I'm a maintainer of the compiler driver for a major commercial real-time embedded operating system and I can assert with some authority that this is an excellent basic introduction to how the C and C++ toolchain works in most environments today. It is clear, well presented, and mostly correct, although biased entirely towards Linux and other ELF-based platforms -- Mach-O and PE/COFF work essentially the same way but details differ and it's still essentially informative.

My biggest quibbles would be (and these are really quibbles) these.

- The name of the C++ standard library is not "the STL". The STL was a library that was partially included in the C++ standard library back in 1997. The part of the STL that was included makes up parts of the container, iterators, and algorithms sections of the C++ standard library. At this point (C++23) that's maybe 5 or 6 per cent of the entire library. The name of the C++ standard library is "The C++ Standard Library".

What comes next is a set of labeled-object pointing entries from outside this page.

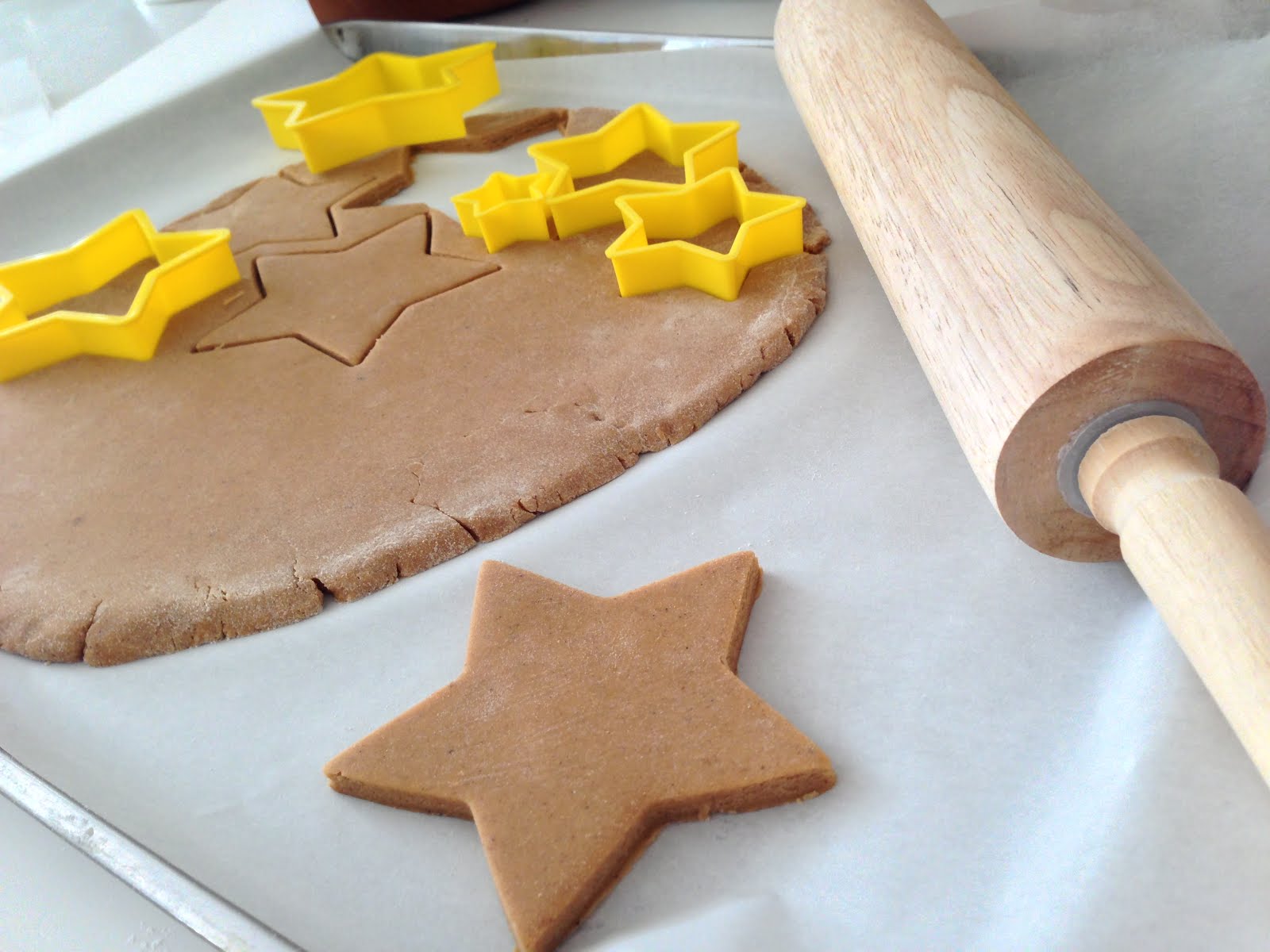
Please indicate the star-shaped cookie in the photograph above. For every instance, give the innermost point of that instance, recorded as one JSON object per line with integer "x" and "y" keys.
{"x": 581, "y": 727}
{"x": 364, "y": 290}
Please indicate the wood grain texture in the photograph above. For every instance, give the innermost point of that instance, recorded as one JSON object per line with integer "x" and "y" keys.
{"x": 1032, "y": 308}
{"x": 1202, "y": 555}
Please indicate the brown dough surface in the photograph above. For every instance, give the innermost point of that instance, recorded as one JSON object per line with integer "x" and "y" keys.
{"x": 267, "y": 455}
{"x": 581, "y": 727}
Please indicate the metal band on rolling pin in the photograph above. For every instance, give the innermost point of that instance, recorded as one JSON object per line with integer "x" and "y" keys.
{"x": 1073, "y": 454}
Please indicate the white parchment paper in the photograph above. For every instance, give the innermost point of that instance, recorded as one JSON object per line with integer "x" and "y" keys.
{"x": 1026, "y": 758}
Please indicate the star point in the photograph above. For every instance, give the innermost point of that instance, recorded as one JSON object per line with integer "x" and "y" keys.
{"x": 379, "y": 278}
{"x": 381, "y": 101}
{"x": 581, "y": 727}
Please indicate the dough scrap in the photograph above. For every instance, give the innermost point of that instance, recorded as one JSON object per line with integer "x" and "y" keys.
{"x": 209, "y": 494}
{"x": 581, "y": 727}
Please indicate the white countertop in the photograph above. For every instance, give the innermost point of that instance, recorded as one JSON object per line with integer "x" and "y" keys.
{"x": 51, "y": 896}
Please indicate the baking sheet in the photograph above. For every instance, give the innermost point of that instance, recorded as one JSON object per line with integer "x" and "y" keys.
{"x": 1026, "y": 758}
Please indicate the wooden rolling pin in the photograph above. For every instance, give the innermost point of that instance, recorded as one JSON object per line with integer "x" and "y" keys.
{"x": 1075, "y": 370}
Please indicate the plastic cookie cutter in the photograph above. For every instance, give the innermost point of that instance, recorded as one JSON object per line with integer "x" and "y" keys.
{"x": 383, "y": 101}
{"x": 698, "y": 148}
{"x": 192, "y": 266}
{"x": 770, "y": 228}
{"x": 506, "y": 209}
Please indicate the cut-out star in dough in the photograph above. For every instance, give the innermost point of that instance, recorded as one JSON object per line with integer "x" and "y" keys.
{"x": 581, "y": 727}
{"x": 275, "y": 209}
{"x": 341, "y": 302}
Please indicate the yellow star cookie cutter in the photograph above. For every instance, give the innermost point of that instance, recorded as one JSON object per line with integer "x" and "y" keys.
{"x": 770, "y": 228}
{"x": 383, "y": 101}
{"x": 506, "y": 209}
{"x": 192, "y": 264}
{"x": 698, "y": 148}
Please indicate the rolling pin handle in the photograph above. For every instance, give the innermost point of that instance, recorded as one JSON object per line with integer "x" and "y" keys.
{"x": 1202, "y": 554}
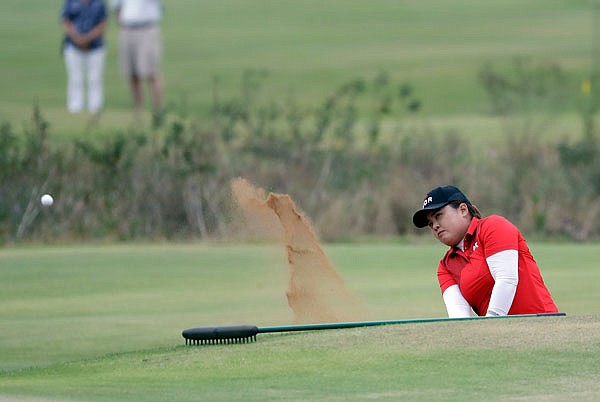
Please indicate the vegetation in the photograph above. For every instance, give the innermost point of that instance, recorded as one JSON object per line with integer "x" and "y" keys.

- In C++, ::operator new() is a part of the C++ language runtime. It's not just a template in the header <new>, although that header has to contain the (overloaded) function's declarations so they can be replaced.

- The article should distinguish between the loader (generally a part of the operating system kernel) and the dynamic loader (part of userspace), since it's common to build static binaries that do not use the dynamic loader at all. Also, the loader uses the PT_INTERP segment to find the dynamic loader, not the .interp section even though they point to the same offset because the entire section table can be stripped.

All in all an excellent introduction to what's going on under the hood when you build software using a compiled-to-machine-instructions language on a modern operating system.

You can just say `make hello` — no Makefile required! And then run with `./hello` instead of invoking the more obscure a.out

Obviously that doesn’t scale, but for a beginner it’s simple.

  $ ls
  $ cat >a.c <<EOF
  int main(){return 42;}
  EOF
  $ make a
  cc     a.c   -o a
  $ ./a; echo $?
  42
  $

    $ echo 'int main(){return 42;}' > a.c; make a && ./a; echo $?

I found the section on forward declarations at least partially off. I have never needed to use forward declarations for single recursion like the fibonacci example he gave. Mutual recursion does of course require forward declarations.

Great article but K&R shouldn't be blamed for lacking this material:

> Print the words

hello, world

> This is a big hurdle; to leap over it you have to be able to create the program text somewhere,compile it successfully, load it, run it, and find out where your output went. With these mechanical details mastered, everything else is comparatively easy.